Show that the line graph of any quasi-cyclic graph contains a Hamiltonian cycle. The definition I have been given for a quasi-cyclic graph is as follows: a graph $G=(V, E)$ is quasi-cyclic if $1)$ it contains a unique cycle $C=(V(C), E(C))$ and $2)$ for each edge $xy$ in $E$ at least one of the vertices $x, y$ is contained in $V(C)$ the vertex set of $C$.
I really don't know how to approach this but I have been given that the line graph of a quasi cyclic graph is a cyclic sequence of cliques of size at least 2, and that every clique or size larger than 3 contains a Hamiltonian cycle.
Any help with a proof would be much appreciated as I've been stuck on this for ages! 
 A: Here is an example of a quasi-cyclic graph together with its dual:

As the quasi-cyclic graph, $G$ only has one cycle $C$, the dual of that circle $C$ is also a cycle $C'$. 
Pick a vertex on $C$, all edges connected to it form the vertexes of a complete graph on the dual.  Any complete graph with more than three vertexes has a Hamiltonian cycle: pick any vertex and move to a vertex unvisited before in the complete graph until you can no longer do it and comes back to the original vertex.

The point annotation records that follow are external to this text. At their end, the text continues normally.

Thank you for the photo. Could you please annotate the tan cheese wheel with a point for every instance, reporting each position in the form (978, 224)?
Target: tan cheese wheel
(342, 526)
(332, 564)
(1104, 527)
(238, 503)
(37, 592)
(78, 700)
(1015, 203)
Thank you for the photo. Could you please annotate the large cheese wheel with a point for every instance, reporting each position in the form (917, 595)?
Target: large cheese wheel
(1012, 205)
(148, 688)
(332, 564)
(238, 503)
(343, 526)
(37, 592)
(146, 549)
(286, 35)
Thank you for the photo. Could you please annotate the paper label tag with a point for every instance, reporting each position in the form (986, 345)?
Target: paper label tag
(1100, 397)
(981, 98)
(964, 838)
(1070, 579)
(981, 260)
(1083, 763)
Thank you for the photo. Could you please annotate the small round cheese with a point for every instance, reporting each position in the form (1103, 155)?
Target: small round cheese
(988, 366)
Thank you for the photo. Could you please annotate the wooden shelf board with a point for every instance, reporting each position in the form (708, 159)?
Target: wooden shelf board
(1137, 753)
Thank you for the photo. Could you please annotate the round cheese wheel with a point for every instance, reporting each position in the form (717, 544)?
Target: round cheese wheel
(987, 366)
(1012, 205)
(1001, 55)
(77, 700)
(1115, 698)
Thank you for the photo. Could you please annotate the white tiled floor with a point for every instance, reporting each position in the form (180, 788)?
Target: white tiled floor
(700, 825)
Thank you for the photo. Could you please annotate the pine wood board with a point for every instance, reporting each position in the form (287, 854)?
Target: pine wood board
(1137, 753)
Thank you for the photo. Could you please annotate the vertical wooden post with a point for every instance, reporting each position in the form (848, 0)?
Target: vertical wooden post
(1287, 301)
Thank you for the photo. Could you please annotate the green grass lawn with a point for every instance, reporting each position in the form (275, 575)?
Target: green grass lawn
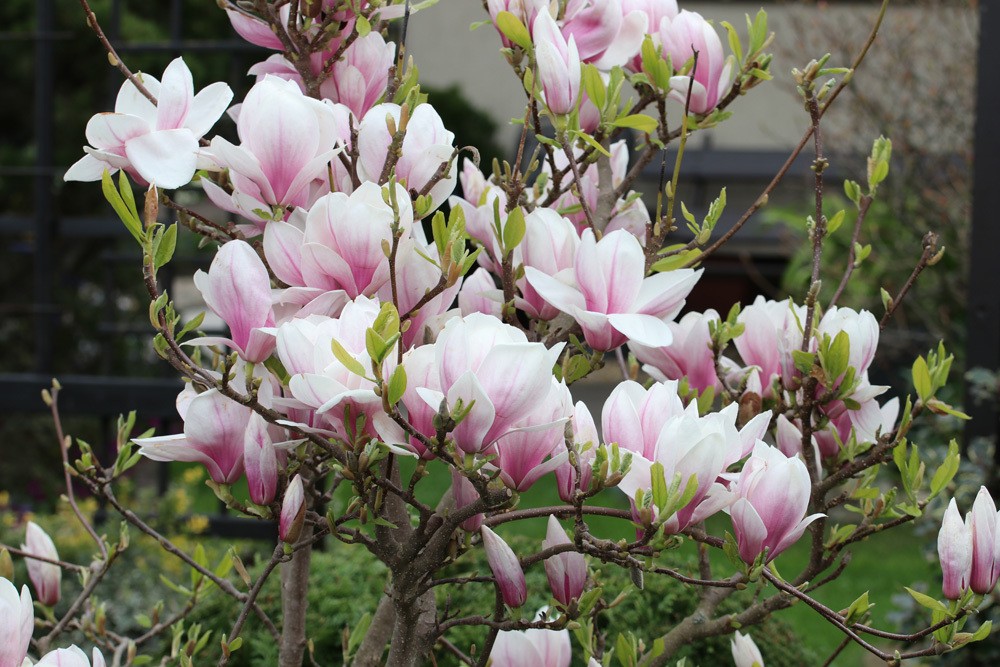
(881, 565)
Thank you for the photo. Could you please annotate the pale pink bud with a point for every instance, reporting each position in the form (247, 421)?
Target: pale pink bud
(567, 571)
(745, 651)
(261, 461)
(982, 521)
(463, 493)
(506, 568)
(293, 512)
(558, 64)
(17, 622)
(772, 496)
(46, 577)
(244, 304)
(587, 441)
(681, 37)
(360, 76)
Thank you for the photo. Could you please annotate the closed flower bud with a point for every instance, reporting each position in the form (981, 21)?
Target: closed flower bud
(567, 571)
(506, 569)
(293, 512)
(955, 553)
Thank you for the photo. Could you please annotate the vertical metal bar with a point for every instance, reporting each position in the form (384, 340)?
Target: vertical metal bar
(983, 318)
(44, 264)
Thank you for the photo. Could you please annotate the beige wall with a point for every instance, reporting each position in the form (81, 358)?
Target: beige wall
(769, 117)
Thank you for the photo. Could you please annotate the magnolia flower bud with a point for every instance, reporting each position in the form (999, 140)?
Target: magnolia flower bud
(955, 553)
(45, 577)
(506, 568)
(982, 522)
(745, 652)
(567, 571)
(293, 512)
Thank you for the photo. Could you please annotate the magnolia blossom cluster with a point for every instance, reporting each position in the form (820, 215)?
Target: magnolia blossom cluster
(609, 33)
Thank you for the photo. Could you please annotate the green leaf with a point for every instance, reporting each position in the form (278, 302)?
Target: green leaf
(397, 385)
(363, 26)
(593, 84)
(165, 246)
(922, 379)
(132, 222)
(946, 471)
(344, 357)
(734, 41)
(638, 121)
(659, 483)
(513, 229)
(926, 601)
(514, 30)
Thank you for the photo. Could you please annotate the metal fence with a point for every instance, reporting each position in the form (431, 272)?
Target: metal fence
(42, 235)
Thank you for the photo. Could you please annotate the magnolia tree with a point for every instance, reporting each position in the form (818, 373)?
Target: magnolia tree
(377, 316)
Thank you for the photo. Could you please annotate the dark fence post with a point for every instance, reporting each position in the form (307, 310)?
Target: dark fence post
(984, 301)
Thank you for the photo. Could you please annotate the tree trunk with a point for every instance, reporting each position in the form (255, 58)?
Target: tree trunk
(294, 601)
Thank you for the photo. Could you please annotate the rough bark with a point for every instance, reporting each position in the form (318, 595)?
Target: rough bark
(294, 589)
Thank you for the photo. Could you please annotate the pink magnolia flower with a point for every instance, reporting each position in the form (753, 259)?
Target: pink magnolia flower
(261, 461)
(155, 144)
(681, 37)
(984, 524)
(287, 141)
(481, 359)
(532, 648)
(214, 431)
(535, 446)
(360, 77)
(772, 496)
(773, 329)
(237, 288)
(955, 551)
(45, 577)
(427, 145)
(17, 623)
(689, 355)
(587, 441)
(745, 651)
(464, 494)
(549, 245)
(293, 511)
(605, 33)
(342, 243)
(506, 568)
(634, 416)
(566, 571)
(320, 382)
(698, 448)
(71, 657)
(558, 64)
(609, 297)
(656, 12)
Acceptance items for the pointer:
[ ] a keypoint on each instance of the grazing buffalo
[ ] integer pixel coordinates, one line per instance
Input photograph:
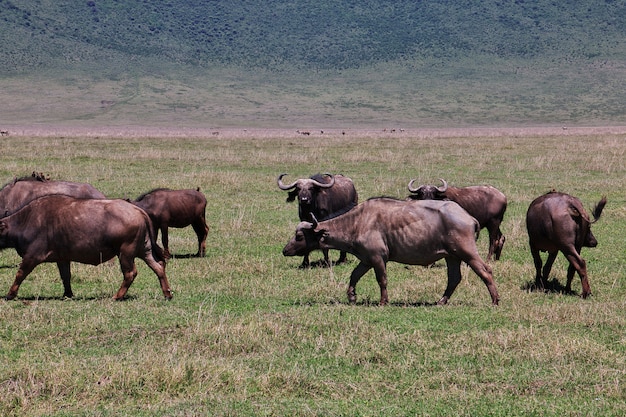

You can do this traversing business because every vertex has a degree of at least 2. 
A: Essentially, we need to show that we can list all edges of the original graph so that successive edges are incident and the first and last edges on the list are the same. Let $v_1,\dots,v_n$ be the vertices of $C$ and let $v_0=v_n$. Now let $e_k=v_{k-1}v_k$ for $k=1,\dots,n$, and let $e_0=e_n$. Start with the edges of the cycle $C$ in order, $e_0e_1\dots e_n$, then, for each $k=1,\dots,n$, insert between $e_{k-1}$ and $e_k$ all other edges incident with $v_{k-1}$ in any order. This produces a Hamilton cycle of the line graph.